Waiting

16 Oct

Waiting

How much our lives do we spend just waiting? On the highway, in a traffic jam; waiting to see the doctor or for a report on our latest examination; waiting to be picked up or for a bus or taxi to take us where we want to go; standing in line to check out our groceries or to buy our stamps in the post office; fidgeting until we are served in a restaurant—everyone can add to this list.

Most often, we simply consider waiting to be down time, time that is wasted when we could be doing something more useful or more enjoyable. The other day, after what seemed to be an interminable time of waiting, I asked myself whether I could offer a more useful view.

Several conclusions came to mind—I call them a “reflective approach to waiting” or even a “spirituality of waiting.”

First of all, waiting reveals to me that my life is a network of dependencies. I am not fully in control of my life, because I am a dependent person—on other drivers on the highway, on the doctor, on the bus driver and the grocery clerk and the waitstaff. I’m not the self-reliant “Marlboro Man.” I live in relationships, and I’m dependent on a network of other people. 
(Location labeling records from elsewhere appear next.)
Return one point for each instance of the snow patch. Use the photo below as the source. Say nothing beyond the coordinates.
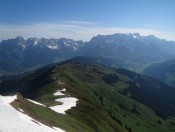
(14, 121)
(67, 102)
(36, 102)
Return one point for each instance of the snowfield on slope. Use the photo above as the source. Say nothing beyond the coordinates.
(68, 102)
(14, 121)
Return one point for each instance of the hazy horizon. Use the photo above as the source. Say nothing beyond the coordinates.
(81, 20)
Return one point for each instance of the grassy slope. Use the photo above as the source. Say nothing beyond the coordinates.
(101, 107)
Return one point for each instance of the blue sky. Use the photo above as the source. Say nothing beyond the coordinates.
(82, 19)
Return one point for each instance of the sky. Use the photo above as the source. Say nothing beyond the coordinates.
(83, 19)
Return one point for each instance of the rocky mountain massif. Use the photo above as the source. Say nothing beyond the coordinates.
(129, 51)
(108, 99)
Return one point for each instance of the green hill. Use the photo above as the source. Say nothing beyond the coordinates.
(109, 99)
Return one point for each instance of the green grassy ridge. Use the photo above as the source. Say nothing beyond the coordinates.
(102, 105)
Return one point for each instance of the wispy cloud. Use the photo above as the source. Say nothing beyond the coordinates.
(74, 29)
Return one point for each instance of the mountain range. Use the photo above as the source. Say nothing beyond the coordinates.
(129, 51)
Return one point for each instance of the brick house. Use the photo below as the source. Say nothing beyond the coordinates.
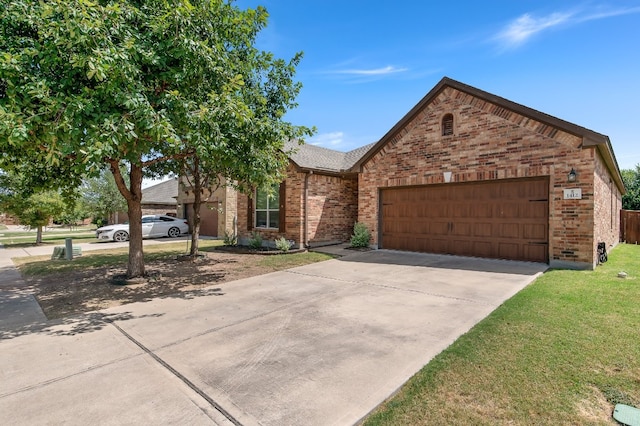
(467, 172)
(317, 204)
(156, 199)
(464, 172)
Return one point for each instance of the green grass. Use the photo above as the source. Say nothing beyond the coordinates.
(291, 260)
(42, 265)
(564, 350)
(16, 239)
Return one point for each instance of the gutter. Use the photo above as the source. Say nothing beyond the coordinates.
(306, 208)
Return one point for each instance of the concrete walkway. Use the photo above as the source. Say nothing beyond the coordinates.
(321, 344)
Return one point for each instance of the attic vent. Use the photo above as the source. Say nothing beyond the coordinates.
(447, 125)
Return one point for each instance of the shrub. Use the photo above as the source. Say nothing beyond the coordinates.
(361, 235)
(255, 242)
(230, 239)
(283, 244)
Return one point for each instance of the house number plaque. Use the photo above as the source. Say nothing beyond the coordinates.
(573, 194)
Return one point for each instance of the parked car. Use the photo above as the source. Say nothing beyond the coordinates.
(153, 226)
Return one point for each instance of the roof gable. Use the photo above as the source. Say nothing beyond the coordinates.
(312, 157)
(161, 193)
(503, 106)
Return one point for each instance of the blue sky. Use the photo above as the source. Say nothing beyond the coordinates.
(367, 63)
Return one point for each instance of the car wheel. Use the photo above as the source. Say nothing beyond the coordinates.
(120, 236)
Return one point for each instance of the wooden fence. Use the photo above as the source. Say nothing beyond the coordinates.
(630, 226)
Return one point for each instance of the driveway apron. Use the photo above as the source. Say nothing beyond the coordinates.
(314, 345)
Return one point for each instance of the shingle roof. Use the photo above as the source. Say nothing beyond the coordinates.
(324, 159)
(161, 193)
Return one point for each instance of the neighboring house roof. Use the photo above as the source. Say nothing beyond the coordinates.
(312, 157)
(161, 193)
(589, 137)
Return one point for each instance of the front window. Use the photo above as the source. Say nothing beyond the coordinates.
(268, 208)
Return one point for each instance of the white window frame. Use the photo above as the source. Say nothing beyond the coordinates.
(273, 205)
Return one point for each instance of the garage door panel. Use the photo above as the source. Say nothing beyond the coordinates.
(534, 231)
(482, 229)
(509, 230)
(482, 249)
(536, 252)
(500, 219)
(461, 229)
(508, 250)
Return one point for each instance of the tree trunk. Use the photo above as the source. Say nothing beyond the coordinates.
(197, 201)
(39, 235)
(133, 195)
(135, 266)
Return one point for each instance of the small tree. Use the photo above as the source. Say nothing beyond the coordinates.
(361, 235)
(32, 207)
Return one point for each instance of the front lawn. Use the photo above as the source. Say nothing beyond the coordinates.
(564, 350)
(50, 236)
(97, 279)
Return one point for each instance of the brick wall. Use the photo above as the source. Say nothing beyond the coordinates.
(489, 142)
(332, 209)
(607, 206)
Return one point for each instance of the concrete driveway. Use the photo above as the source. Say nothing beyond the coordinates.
(321, 344)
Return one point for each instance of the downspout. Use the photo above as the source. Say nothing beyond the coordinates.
(306, 208)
Waiting tells me that my life is not a static thing, but rather a dynamic process. I am on a journey to someplace else, to a new situation. Every waiting is a transition. As a buffer between our past and our future, waiting is actually a blessing—even though we may not recognize this in the moment. But at those times when change comes instantaneously, without a buffer space, we are often traumatized by the sudden transition.

In the waiting period, we can sort out the possibilities,  both the positive and the negative, and imagine our alternative futures.

In other words, there is a lot more to waiting than “down time.” In fact, an entire world of meaning is embedded there—and that is my spirituality of waiting.

(c) Phil Hefner     16 October 

One Response to “Waiting”

  1. Liftthescreen October 16, 2019 at 11:37 pm #

    Hi Phil,

    When I was parish pastor in Victoria, Texas, I had visited an elderly woman in the hospital. She asked me, “Pastor, if I am ready to die, “Why doesn’t God let me die? We talked about waiting, about God’s time and praying while we wait. About a month later I came to visit her, not knowing that she had died in the night. When I came to her room they were removing her pictures from the wall by her bed. One of the nurses told me she had died. As I turned to leave, an African America nurse came up to me and asked, “Are you her pastor?” I said that I was. She said, “Well I just want you to know that I have been stressed with problems, and I was almost ready to quit being a nurse, and give it all up. But she was so nice to me, and listened to my problems and troubles that she encouraged me to wait it out and stay as a nurse.”

    I have told congregations since then and asked, “If you were sick and ready to die, but Jesus came and asked you if you would be willing to suffer the pain for just a few more weeks in order to help a nurse who was at the end of her rope and really needed a friend to listen to her, would any of you say, “No! Jesus, it’s not my problem.” So even at the last, even in pain, Jesus may have one more thing for you to do.